Эрик Берн не считал, что плохие жизненные условия имеют отношение к работе психотерапевта. На его взгляд, этот фактор был из области политики, и он не хотел ме­шать политику с психиатрией. Он возражал против об­суждения такого рода данных в дискуссиях, посвящен­ных проблемам психотерапии. Он называл такие обсуж­дения «Подумайте, какой ужас!». Тем не менее я с ним не согласен. Люди живут в социальной среде, которая явля­ется подавляющей, и когда психотерапевт не рассмат­ривает социальные условия, он опускает важный детер­минант поведения. Психотерапевт, который закрывает глаза на дискриминацию по полу, по возрасту или по ра­совому признаку, не сможет хорошо сделать свою рабо­ту, если только он не работает с представителями «нера­ботающих (то есть высших) классов», которых эти про­блемы не касаются.

Угнетение ощущают представители всех социально-экономических классов общества, но оно очевиднее в жиз­ни низших классов: им приходится нести более тяжелый груз, который чаще приводит к формированию трагиче­ских, а не банальных сценариев.
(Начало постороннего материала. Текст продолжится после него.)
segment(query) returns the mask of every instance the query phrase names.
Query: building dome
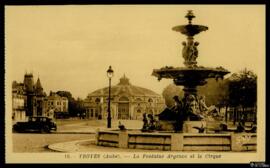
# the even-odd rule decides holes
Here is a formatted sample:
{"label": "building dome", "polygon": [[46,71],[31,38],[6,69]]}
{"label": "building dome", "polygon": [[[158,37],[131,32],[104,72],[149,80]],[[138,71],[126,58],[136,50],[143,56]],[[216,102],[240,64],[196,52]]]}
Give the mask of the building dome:
{"label": "building dome", "polygon": [[[84,101],[88,118],[106,118],[109,87],[98,89]],[[123,75],[111,87],[111,112],[113,119],[141,119],[143,113],[159,114],[164,108],[161,95],[150,89],[132,85]]]}
{"label": "building dome", "polygon": [[[109,87],[105,87],[90,93],[88,96],[108,96],[108,94]],[[120,78],[120,82],[117,85],[111,87],[111,96],[117,96],[121,94],[128,96],[160,97],[159,94],[152,90],[130,84],[129,79],[125,75]]]}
Энергичные дети часто выбирают то, что Эрик Берн назвал антисценарием (Эриксон называет это явление негативной идентичностью), который, на первый взгляд, кажется полным отрицанием родительских требований, но на деле является их полным принятием — только в перевернутом виде. Желание противоречить родителю — такое же проявление зависимости, как и стремление под­ражать ему во всем. И в первом, и во втором случае дей­ствия ребенка зависят от родительских указаний, все рав­но, со знаком плюс или со знаком минус. Энергия ребенка также проявляется в трагической развязке сценария, с помощью которой он сообщает: «Я не сдамся! Я уйду, громко хлопнув дверью!»

Решение относительно банального сценария прини­мается так же, как и относительно трагического, — то есть вслепую. После того как жребий брошен, человек следует банальному сценарию с такой же рабской покорностью, как и трагическому. Трагические и банальные сценарии качественно схожи и различаются только количествен­но — очевидностью трагизма развязки. Трагические сце­нарии более явны. Люди с трагическими сценариями вы­бирают в качестве личных героев драматические харак­теры — Робин Гуда, Золушку, Иисуса Христа. Человек с банальным сценарием даже не задумывается о возмож­ности подражать герою. Он остается просто Джоном Доу.

Одним словом, трагические и банальные сценарии мало чем отличаются друг от друга. Я не хотел бы делать упор на трагические сценарии, потому что мы все стоим на этом пути. Просто одни люди в чем-то ведут себя ра­дикальнее других. Мне кажется, что психотерапевты ста­ли бы лучше работать, если бы научились обнаруживать не только трагические, но и банальные сценарии и если бы поняли, что проблема сценариев касается и их самих.